Pienso que de seguir esta inercia, el colapso está servido y que, aunque tardemos un siglo o más, no hay otra alternativa que no pase por resetear nuestro actual sistema de vida, en el que malvivimos atrapados, hombres y mujeres; lo de “resetear el sistema” ya lo dijo alguien, antes que yo, con muy poco éxito por cierto, en una plaza del 15M...parece lógico que yo no espere más. No digo que haya que regresar diez mil años atrás -lo que no es deseable ni posible- pero sí digo que necesitamos repensar el feminismo buscando inspiración en los tiempos comunitarios y matriarcales, en los que el odio entre hombres y mujeres, la apropiación privada de la tierra común, el trabajo y el mercado capitalista, como el Estado mismo, eran unos perfectos desconocidos.


PD: Apoyaré la huelga y estaré en la concentración porque la convocatoria es suficientemente transversal. Lo haré sólo porque allí estarán las mujeres que conozco -familiares, amigas, compañeras y vecinas-, pero como en ocasiones parecidas estaré críticamente, con un pie dentro y otro fuera. Lo apoyaré como hice con los pensionistas, con cierta prevención y cautela, a sabiendas de que tanto los pensionistas como las feministas que ahora se concentran ruidosamente, son parte de esa masa informe y silenciosa, que con su voto está sustentando el mismo sistema que dicen combatir cuando se manifiestan y van a la huelga.
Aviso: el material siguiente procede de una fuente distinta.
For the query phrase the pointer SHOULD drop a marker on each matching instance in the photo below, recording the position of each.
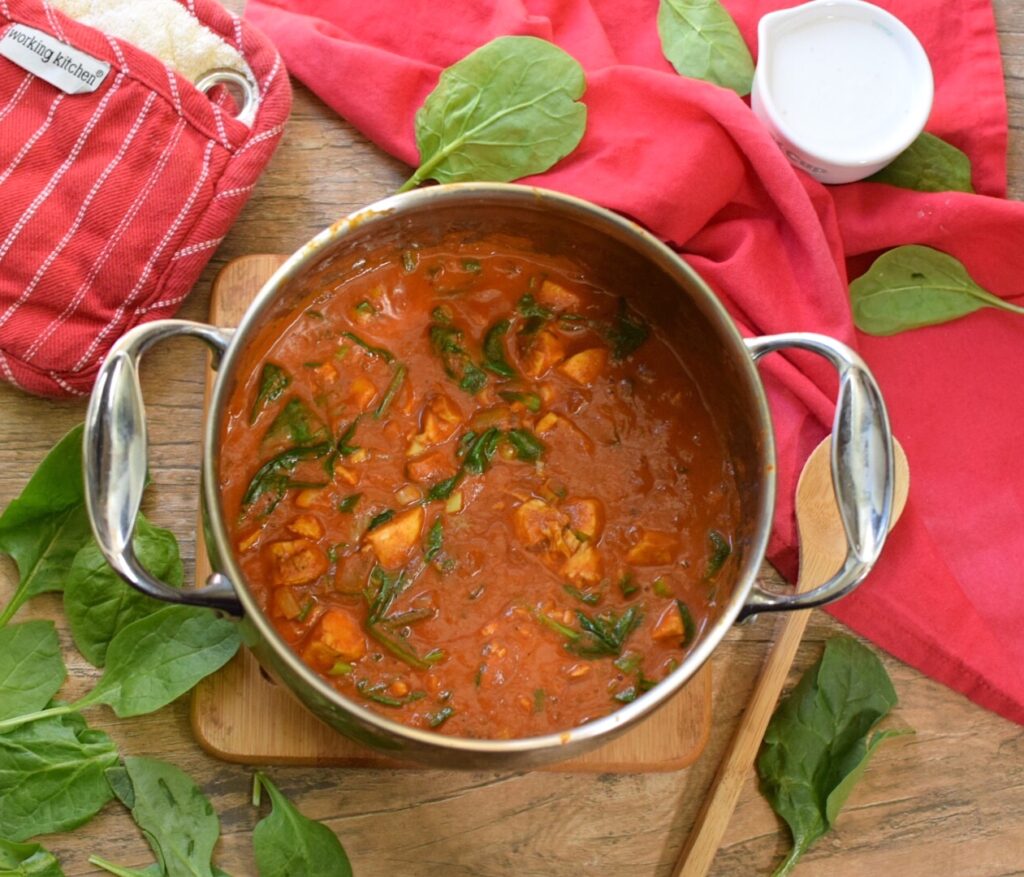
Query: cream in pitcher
(842, 85)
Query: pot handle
(115, 452)
(861, 465)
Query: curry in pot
(475, 491)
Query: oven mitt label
(72, 71)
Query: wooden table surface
(947, 800)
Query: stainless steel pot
(619, 255)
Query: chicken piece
(347, 474)
(669, 624)
(393, 542)
(327, 374)
(557, 297)
(653, 549)
(544, 352)
(440, 418)
(307, 526)
(557, 428)
(361, 392)
(585, 367)
(296, 561)
(538, 524)
(432, 467)
(586, 516)
(340, 632)
(584, 566)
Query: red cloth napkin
(112, 202)
(690, 161)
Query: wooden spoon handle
(822, 547)
(702, 844)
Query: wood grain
(240, 714)
(947, 800)
(822, 550)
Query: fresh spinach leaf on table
(45, 527)
(700, 40)
(176, 818)
(929, 164)
(289, 844)
(913, 286)
(817, 744)
(31, 667)
(28, 860)
(98, 603)
(152, 662)
(52, 776)
(508, 110)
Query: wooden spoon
(822, 549)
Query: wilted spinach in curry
(526, 494)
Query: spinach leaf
(288, 844)
(44, 528)
(298, 424)
(448, 343)
(604, 634)
(494, 349)
(273, 380)
(508, 110)
(435, 541)
(627, 333)
(527, 447)
(31, 667)
(98, 603)
(914, 286)
(720, 551)
(817, 745)
(28, 860)
(699, 39)
(929, 164)
(176, 818)
(481, 451)
(51, 776)
(272, 478)
(153, 661)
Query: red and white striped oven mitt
(118, 179)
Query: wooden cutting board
(240, 714)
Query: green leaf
(44, 528)
(699, 39)
(914, 286)
(52, 776)
(273, 381)
(298, 425)
(98, 602)
(435, 540)
(816, 745)
(31, 667)
(175, 817)
(929, 164)
(494, 349)
(720, 551)
(508, 110)
(527, 447)
(289, 844)
(153, 661)
(28, 860)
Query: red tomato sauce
(475, 492)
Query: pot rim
(597, 729)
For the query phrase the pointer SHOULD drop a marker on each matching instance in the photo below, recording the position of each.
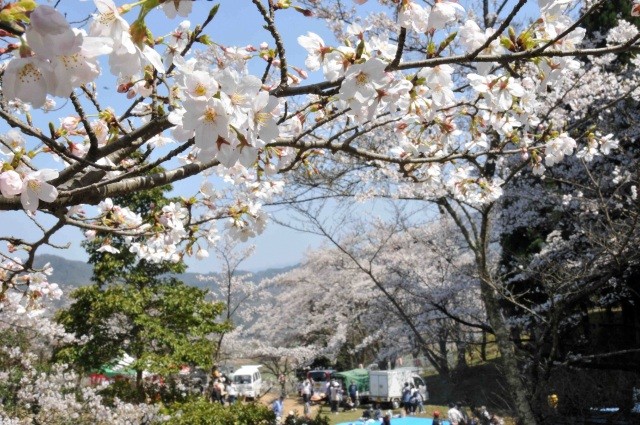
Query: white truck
(248, 381)
(385, 386)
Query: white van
(248, 381)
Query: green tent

Estaré porque el feminismo necesario (necesariamente revolucionario) está por construir y  no puede ser construido sin superar sus propias contradicciones y sin contar con las mujeres que estarán en la próxima huelga y concentración del 8M, las mismas mujeres que seguirán estando el 9M, cuando todo vuelva a la “normalidad”: estatal, capitalista, patriarcal.